Korban meninggal dunia adalah pengendara sepeda motor Honda Vario bernomor polisi BE 2147 AIO, Muhammad Rayfansha Efendi (21), warga Desa Gunung Labuhan, Kabupaten Way Kanan.


Korban lainnya, Muhammad Indra Gunawan, penumpang sepeda motor yang merupakan warga Gedung Air, Kecamatan Tanjungkarang Barat, Bandar Lampung


Sementara satu orang penumpang lainnya, Alvin Billy Levi Saputra, Warga Way Kanan, mengalami luka berat di bagian kepala, wajah, tangan, dan kaki.


“Ada dua orang meninggal dunia dalam kejadian tersebut dan satu korban lainnya mengalami luka-luka,” kata Munasik, Jumat (10/4/2026).


Berikut kronologi kecelakaan sebagaimana yang diungkap Plt Kasat Lantas Ipda M. Munasik:


Mobil Boks dari Arah Hajimena


Menurut Munasik, kecelakaan bermula saat mobil boks bernomor polisi BE 8065 NAU yang dikemudikan Dika Supriyanto, warga Tanjungbintang, melaju dari arah Hajimena menuju Tugu Cokelat.

Saat tiba di lokasi kejadian, dari arah berlawanan datang sepeda motor yang ditumpangi tiga orang.


Motor Diduga Hendak Menyeberang


Motor diduga melaju di tengah jalan dan hendak menyeberang untuk masuk ke Gang Perum Bandar Penengahan Sikop.


“Sepeda motor sempat berusaha menghindar ke kanan, tetapi kemudian kembali mengarah ke kiri untuk masuk ke jalurnya. Namun jarak sudah terlalu dekat sehingga tabrakan tidak dapat dihindari,” ujar Munasik.


Korban Terpental


Benturan terjadi pada bagian kiri depan mobil boks. Akibat tabrakan tersebut, sepeda motor terpental dan terseret hingga ke jalur kanan, hingga mengakibatkan dua orang sekaligus Meninggal di TKP.

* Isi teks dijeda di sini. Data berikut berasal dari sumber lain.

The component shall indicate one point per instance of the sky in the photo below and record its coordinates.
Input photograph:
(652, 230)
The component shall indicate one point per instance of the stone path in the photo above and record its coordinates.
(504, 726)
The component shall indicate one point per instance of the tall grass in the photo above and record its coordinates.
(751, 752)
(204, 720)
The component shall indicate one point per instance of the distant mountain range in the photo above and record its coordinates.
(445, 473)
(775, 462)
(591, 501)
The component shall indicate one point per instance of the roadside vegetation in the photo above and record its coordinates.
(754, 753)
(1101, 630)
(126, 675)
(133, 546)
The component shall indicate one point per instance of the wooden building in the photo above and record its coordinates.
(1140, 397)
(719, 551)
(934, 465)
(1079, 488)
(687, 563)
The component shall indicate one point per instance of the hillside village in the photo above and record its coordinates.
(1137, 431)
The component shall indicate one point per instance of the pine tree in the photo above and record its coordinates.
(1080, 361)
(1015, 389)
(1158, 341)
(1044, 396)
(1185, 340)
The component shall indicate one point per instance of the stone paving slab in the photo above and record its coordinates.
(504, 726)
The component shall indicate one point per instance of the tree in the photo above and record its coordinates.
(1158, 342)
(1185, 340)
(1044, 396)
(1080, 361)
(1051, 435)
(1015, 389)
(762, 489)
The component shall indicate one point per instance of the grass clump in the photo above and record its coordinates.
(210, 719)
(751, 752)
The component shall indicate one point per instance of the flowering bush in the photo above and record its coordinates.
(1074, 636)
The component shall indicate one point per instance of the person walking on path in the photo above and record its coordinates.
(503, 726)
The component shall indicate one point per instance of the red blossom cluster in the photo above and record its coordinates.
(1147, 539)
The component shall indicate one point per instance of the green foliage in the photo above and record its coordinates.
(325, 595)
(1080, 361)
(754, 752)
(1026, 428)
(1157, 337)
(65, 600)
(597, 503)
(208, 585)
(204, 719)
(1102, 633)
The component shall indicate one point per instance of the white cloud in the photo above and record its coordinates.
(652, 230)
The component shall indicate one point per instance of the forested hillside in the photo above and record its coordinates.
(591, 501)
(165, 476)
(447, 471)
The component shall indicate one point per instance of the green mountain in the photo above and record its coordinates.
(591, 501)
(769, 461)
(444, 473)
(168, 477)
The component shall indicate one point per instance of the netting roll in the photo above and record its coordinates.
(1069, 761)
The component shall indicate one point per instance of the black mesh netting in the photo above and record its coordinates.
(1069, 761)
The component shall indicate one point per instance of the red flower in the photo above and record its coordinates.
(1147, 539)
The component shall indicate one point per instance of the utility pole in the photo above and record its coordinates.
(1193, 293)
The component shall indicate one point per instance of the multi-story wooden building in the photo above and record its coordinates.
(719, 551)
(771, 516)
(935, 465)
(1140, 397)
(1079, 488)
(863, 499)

Akibat kerasnya benturan, dua korban meninggal dunia di tempat, sedangkan satu korban lainnya mengalami luka berat dan langsung mendapatkan penanganan medis.

Polisi masih melakukan penyelidikan lebih lanjut untuk memastikan penyebab pasti kecelakaan tersebut.